The top 5 email openers from clients about to pull a “Can you just?” In at number 5, it’s the classic, “Hi Mark, hope you’re well.” It’s a statement, not a question, as they don’t actually want you to answer whether you’re well or not - they want your focus to be on the “Can you just...” that’s about to follow.

At 4, we have, “Hi Mark, how was your holiday? Are your kids back at school now?” This is the next level - they’ve made it personal. So now you feel like they’re your friend, and you’d always help out a friend, wouldn’t you?

An oldie but a goodie at number 3 “Hi Mark, we’ve looked at the designs and think they’re great.” Immediate red flag. Nobody gives positive feedback. Ever. How many times have you gone on Trip Advisor to leave a positive review? You haven’t - you only leave reviews when the food is shit but you might start by saying how attentive the waitress was. That’s exactly what this is - they’re buttering you up to drop a “CYJ” that will see you redesigning every last detail of the thing they think is great.

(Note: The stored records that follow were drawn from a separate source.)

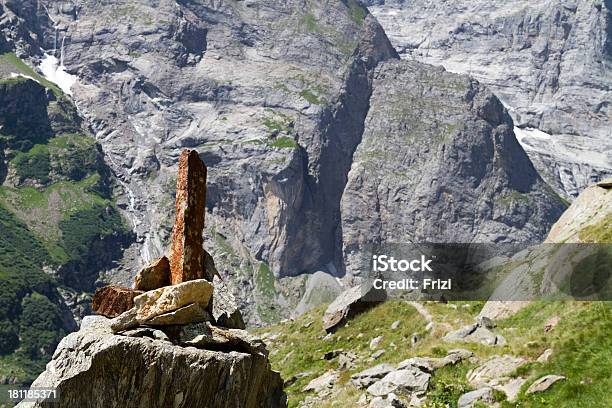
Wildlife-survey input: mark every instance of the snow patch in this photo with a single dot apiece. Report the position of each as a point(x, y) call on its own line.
point(56, 73)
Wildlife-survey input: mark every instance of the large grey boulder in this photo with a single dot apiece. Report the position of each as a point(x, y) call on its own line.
point(481, 395)
point(495, 369)
point(368, 377)
point(96, 368)
point(409, 381)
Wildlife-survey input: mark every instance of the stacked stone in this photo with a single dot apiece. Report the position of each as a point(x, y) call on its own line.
point(183, 288)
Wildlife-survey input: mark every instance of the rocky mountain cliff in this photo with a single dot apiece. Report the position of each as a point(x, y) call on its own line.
point(549, 62)
point(276, 97)
point(438, 162)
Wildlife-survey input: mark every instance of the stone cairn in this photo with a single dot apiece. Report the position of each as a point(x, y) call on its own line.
point(180, 298)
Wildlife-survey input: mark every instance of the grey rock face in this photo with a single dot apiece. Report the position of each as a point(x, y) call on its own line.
point(438, 161)
point(274, 95)
point(547, 61)
point(96, 368)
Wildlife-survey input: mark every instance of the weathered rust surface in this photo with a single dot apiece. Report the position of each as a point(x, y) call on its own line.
point(113, 300)
point(187, 252)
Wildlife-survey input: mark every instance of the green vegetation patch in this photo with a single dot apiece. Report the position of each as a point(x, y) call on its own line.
point(34, 164)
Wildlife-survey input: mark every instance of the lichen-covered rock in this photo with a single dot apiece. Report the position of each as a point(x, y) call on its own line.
point(113, 300)
point(481, 395)
point(95, 368)
point(164, 300)
point(350, 303)
point(495, 368)
point(438, 161)
point(406, 382)
point(543, 383)
point(225, 311)
point(153, 276)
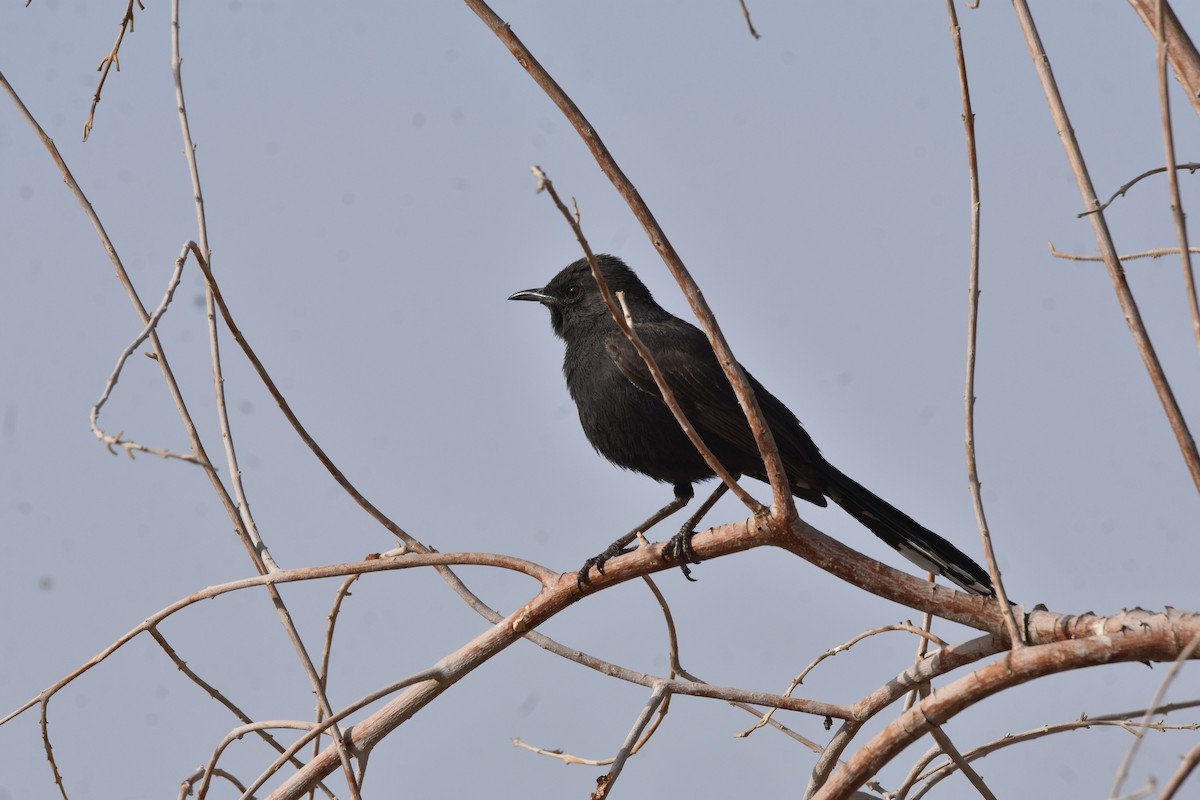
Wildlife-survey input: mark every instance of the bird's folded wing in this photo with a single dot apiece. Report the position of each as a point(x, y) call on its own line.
point(699, 384)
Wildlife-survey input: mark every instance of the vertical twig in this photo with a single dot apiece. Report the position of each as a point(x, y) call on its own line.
point(263, 557)
point(1173, 176)
point(1181, 50)
point(1104, 239)
point(1006, 611)
point(123, 276)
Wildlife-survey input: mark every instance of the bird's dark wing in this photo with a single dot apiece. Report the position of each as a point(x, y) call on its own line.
point(689, 366)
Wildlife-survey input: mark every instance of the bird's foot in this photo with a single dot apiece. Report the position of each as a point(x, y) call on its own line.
point(679, 551)
point(598, 561)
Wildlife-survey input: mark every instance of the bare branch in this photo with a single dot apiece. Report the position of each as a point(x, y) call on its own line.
point(108, 62)
point(1168, 679)
point(1181, 50)
point(1173, 176)
point(1108, 250)
point(1192, 167)
point(1150, 253)
point(119, 440)
point(745, 12)
point(969, 396)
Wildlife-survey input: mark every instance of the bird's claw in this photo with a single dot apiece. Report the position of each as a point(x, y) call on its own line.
point(679, 551)
point(598, 561)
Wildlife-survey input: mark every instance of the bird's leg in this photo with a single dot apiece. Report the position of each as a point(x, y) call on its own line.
point(683, 495)
point(678, 549)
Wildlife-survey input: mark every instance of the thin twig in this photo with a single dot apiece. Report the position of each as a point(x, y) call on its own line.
point(1014, 668)
point(1168, 679)
point(660, 692)
point(844, 648)
point(940, 773)
point(1192, 167)
point(927, 624)
point(1104, 239)
point(627, 328)
point(745, 12)
point(952, 752)
point(1150, 253)
point(119, 440)
point(204, 253)
point(1176, 781)
point(1173, 176)
point(1181, 50)
point(343, 591)
point(262, 555)
point(237, 734)
point(215, 693)
point(1002, 605)
point(185, 787)
point(123, 276)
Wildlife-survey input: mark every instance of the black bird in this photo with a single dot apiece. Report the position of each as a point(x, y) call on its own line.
point(627, 421)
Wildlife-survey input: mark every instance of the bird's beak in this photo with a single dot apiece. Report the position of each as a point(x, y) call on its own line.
point(533, 294)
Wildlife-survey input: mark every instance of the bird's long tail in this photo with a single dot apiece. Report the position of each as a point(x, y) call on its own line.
point(912, 540)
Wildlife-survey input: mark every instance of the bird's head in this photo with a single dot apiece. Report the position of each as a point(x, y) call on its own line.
point(574, 299)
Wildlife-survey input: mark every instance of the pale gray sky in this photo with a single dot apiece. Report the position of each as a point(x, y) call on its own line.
point(366, 173)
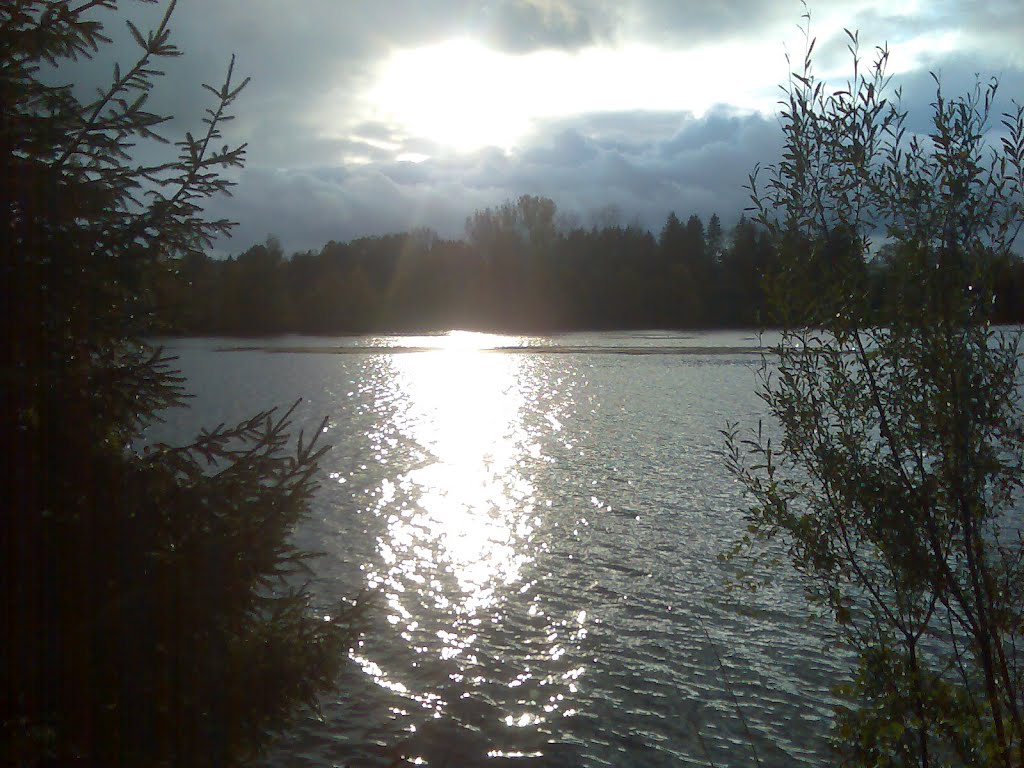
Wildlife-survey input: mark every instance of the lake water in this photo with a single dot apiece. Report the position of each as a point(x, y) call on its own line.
point(541, 518)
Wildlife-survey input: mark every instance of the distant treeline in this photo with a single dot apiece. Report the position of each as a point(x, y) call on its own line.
point(515, 270)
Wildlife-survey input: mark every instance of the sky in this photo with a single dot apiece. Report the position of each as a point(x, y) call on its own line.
point(369, 117)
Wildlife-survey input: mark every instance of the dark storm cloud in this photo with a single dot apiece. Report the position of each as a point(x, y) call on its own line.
point(322, 168)
point(585, 165)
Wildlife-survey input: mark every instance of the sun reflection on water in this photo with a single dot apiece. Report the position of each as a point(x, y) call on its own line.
point(459, 519)
point(472, 507)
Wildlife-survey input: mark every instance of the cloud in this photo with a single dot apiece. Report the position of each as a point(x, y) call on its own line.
point(585, 164)
point(323, 164)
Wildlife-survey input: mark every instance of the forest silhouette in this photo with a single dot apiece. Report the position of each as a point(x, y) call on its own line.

A new entry at number 2: “Hi Mark, I spent 3 hours doing something on our LMS and now it’s disappeared.” First things first - they haven’t spent more than 3 minutes on the LMS before realising they’ve forgotten everything you taught them in that handover training session 6 months back. So now they’re going to blame the technology that you built in order to guilt you into doing their job for them. Stay strong and just email them a link to the recording of their training session that you made.

And still holding on at number 1, it’s: “Hi Mark, our boss, Director X has taken a look at the project and had a few ideas...” This one always comes once you think a project is signed, sealed and delivered. Up until this point, you’ve never heard of the mysterious Director X an eleventh-hour spanner in the works who may not even be a real person. Is it just a clever ploy for the client to squeeze last-minute work out of you whilst absolving themselves of any blame? Probably. Whip out your contract that shows who on the client-side is responsible for final sign-off. If the named contact has signed the project off, Director X can do one.